The stepwise optimization algorithm followed the four steps: (1) Evaluate all remaining embryos for SET and DET options. Ongoing pregnancy rate at 8–9 weeks of gestation and twin risk were calculated for all possible SET and DET options based on Model 1–3. (2) Filter out those exceeding the per‐transfer twin risk threshold selected a priori. (3) Select SET or DET with the highest predicted pregnancy rate. (4) Repeat until all embryos are used or no valid combinations remain. For explanatory purposes, cumulative ongoing pregnancy and cumulative twin risk were calculated. The formulas for the cumulative ongoing pregnancy rate and twin risk are presented in Appendix S7.

All statistical tests were 2‐sided, and the statistical significance level was α = 0.05. All statistical analyses were performed using Stata 19.5 (StataCorp, College Station, TX). The simulation model is available online (Appendix S8: https://sites.google.com/view/det‐simulator/).

3. Results

3.1. Numeric Embryo Grading Score

Of the 19 087 individuals who underwent SET or DET, 14 823 individuals with 39 396 transfers (SET: 33 675; DET: 5721) were included in the study population (Figure 2). For the construction of the numeric embryo grading score, data of 33 675 SET were used (Study population A). Among study population A, 27.5% (9270/33 675) of SET resulted in ongoing pregnancy at 8–9 weeks of gestation. The numeric scale of embryo grading was constructed based on Gardner grading and time to blastocyst. The AUC of numeric embryo grading for the ongoing pregnancy at 8–9 weeks of gestation was 0.70 (95% confidence interval (95% CI): 0.69–0.70). To support the visual interpretation of numeric grading, the line scale for embryo grading is presented in Appendix S2. This numeric grading was used for the propensity score matching of single embryo transfers to double embryo transfers and the following prediction models.

FIGURE 2.

FIGURE 2

Cohort diagram. AMH, anti‐Müllerian hormone; DET, double embryo transfer; PGT‐A/SR, preimplantation genetic testing for aneuploidy/structural rearrangements; SET, single embryo transfer.

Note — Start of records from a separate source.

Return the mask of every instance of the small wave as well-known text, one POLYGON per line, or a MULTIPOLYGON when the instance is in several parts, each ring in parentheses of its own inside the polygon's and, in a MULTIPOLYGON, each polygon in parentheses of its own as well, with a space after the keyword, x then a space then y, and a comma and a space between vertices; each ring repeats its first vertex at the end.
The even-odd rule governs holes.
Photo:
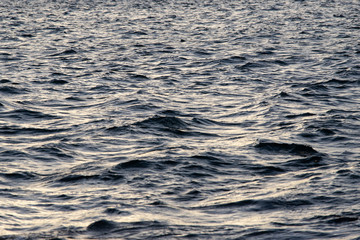
POLYGON ((166 127, 170 129, 186 129, 189 127, 189 124, 178 117, 173 116, 154 116, 148 119, 145 119, 141 122, 135 123, 139 127, 166 127))
POLYGON ((260 140, 256 145, 260 151, 273 154, 292 154, 300 156, 311 156, 319 154, 318 151, 309 145, 296 144, 296 143, 277 143, 268 140, 260 140))
POLYGON ((27 109, 17 109, 8 112, 1 112, 0 118, 11 118, 16 120, 49 120, 57 118, 54 115, 45 114, 42 112, 27 110, 27 109))
POLYGON ((65 51, 55 53, 50 56, 55 57, 55 56, 64 56, 64 55, 72 55, 72 54, 77 54, 77 51, 75 51, 74 49, 67 49, 65 51))
POLYGON ((25 94, 27 92, 28 90, 25 88, 16 88, 11 86, 0 87, 0 93, 5 93, 5 94, 25 94))
POLYGON ((236 202, 228 203, 216 203, 213 205, 197 207, 200 209, 218 209, 218 208, 246 208, 248 211, 269 211, 277 209, 295 209, 305 206, 312 205, 313 203, 305 199, 294 199, 294 200, 284 200, 284 199, 246 199, 236 202))
POLYGON ((146 160, 131 160, 124 163, 119 163, 115 169, 131 169, 131 168, 149 168, 152 165, 150 161, 146 160))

3.2. Propensity Matched SETs With DETs

5719 SET that have a similar propensity to DET (Study population B) compared to 5721 DET (Study population C) were selected by propensity score matching. Two DET cases could not be matched to any SET because their propensity scores fell outside the common support range. Given the small number of unmatched cases, study population B was considered to have a comparable propensity to DET as study population C (Appendix S3). After matching, the distributions of most variables were well balanced, with SMDs approximately within ±0.10 (Table 1). Potential imbalances remained for maternal age at oocyte retrieval (SMD = 0.106) and infertility cause (other factor) (SMD = 0.149). However, maternal age at oocyte retrieval, an important predictor in the models, was similarly distributed between DET and SET, despite a small residual imbalance (SMD = 0.106), suggesting a limited impact on model development and simulation results. Among study populations B and C, embryo transfers resulting in ongoing pregnancy at 8–9 weeks of gestation were 20.1% (1150/5719) and 25.1% (1433/5721), respectively. Among study populations B and C, embryo transfers resulting in ongoing twin pregnancy at 8–9 weeks of gestation were 0.2% (11/5719) and 5.5% (315/5721), respectively.

TABLE 1.

Characteristics of transfers.

Characteristics DET (n = 5721) SET (n = 5719) SMD after matching
Maternal age at oocyte retrieval (years) 38.0 (34.0–40.0) 38.0 (35.0–40.0) 0.106
AMH (ng/mL) 2.3 (1.2–4.0) 2.0 (1.0–3.7) −0.046
BMI (kg/m2) 20.7 (19.3–22.9) 20.6 (19.2–22.5) −0.062
Parity 0.0 (0.0–0.0) 0.0 (0.0–0.0) −0.060
Pregnancy loss 1.0 (0.0–1.0) 1.0 (0.0–1.0) −0.047
Total number of oocyte retrieval 1.0 (1.0–3.0) 1.0 (1.0–3.0) 0.042
Current number of embryo transfer 6.0 (4.0–8.0) 5.0 (3.0–9.0) −0.052
Causes of infertility
Endometriosis 458 (8.0) 452 (7.9) −0.004
Male factor 1744 (30.5) 1723 (30.1) −0.008
Ovulatory factor 532 (9.3) 496 (8.7) −0.095
Tubal factor 745 (13.0) 572 (10.0) −0.022
Unknown 800 (14.0) 651 (11.4) −0.078
Others 1442 (25.2) 1825 (31.9) 0.149
Embryo quality (better one for DET) −1.2 (−1.6 to −0.6) −1.2 (−1.8 to −0.6) −0.045
Embryo quality (second one for DET) −1.8 (−2.7 to −1.2)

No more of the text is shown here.